Green energy and support for low-income households add £90 (9%) to average household energy bills, says an article on p49 of today’s Daily Mail, countering claims from Centrica boss Iain Conn that the figure will rise to £200 next year. “Every time energy firms hike prices they blame punitive green taxes imposed by the Government,” the article begins. “Just last week British Gas said the levies will add £200 to your bill by next year. ” The article goes on to quote the Department of Business Energy and Industrial Strategy saying it “does not recognise” this figure, instead pointing to the £90 calculated by energy regulator Ofgem. The article also cites figures from the Committee on Climate Change, which estimates low-carbon and social levies add £140 to bills, rising to £174 by 2020 and only reaching £205 in 2030.

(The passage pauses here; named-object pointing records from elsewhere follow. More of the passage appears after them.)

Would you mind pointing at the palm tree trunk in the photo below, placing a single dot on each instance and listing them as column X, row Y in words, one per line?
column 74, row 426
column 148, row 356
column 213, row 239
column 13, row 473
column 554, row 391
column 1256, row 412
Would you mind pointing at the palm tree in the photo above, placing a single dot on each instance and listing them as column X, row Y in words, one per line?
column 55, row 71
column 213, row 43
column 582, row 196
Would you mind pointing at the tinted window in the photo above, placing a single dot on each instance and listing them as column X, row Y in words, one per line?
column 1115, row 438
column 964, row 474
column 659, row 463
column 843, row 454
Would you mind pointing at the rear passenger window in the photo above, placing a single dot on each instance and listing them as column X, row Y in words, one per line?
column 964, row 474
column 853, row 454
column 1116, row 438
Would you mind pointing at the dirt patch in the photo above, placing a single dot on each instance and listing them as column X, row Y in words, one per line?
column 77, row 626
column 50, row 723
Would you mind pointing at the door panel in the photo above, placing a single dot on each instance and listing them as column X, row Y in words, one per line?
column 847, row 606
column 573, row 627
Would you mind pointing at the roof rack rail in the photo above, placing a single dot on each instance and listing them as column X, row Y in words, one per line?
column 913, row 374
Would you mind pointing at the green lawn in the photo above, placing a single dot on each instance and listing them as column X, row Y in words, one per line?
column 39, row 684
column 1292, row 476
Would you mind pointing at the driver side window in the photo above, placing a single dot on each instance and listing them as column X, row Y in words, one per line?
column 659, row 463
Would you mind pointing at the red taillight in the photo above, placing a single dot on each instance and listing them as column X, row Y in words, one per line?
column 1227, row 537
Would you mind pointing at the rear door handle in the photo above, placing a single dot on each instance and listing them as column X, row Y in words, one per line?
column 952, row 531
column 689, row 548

Green energy can power a new age of British manufacturing prominence
Jay Hambro, The Telegraph Read Article

“The most encouraging aspect of the government’s industrial strategy…is its strong focus on low-carbon production”, writes Jay Hambro in an article for the Telegraph. Hambro is chief executive of commodity firm SIMEC Energy, which plans to convert the Uskmouth coal plant in Wales to use biomass and is a shareholder in the planned Swansea Bay tidal lagoon. Hambro also works for metals group GFG Alliance, which is aiming to produce low-carbon “greensteel” using recycled scrap.

Science.

Vulnerability of field crops to midcentury temperature changes and yield effects in the Southwestern USA
Climatic Change Read Article

Rising temperatures could dramatically affect the yields of key crops in the south west of the US by 2050, a new study finds. By the middle of the century, heat stress from global warming is expected to reduce cotton and maize yields in the region by 37 and 27%, respectively, the research shows. “Our results contradict the notion that the warmest counties cultivating field crops will be the most impacted,” the researchers say. “Rather, future temperature, total crop area and crop sensitivity contribute to more complex county-level impacts.”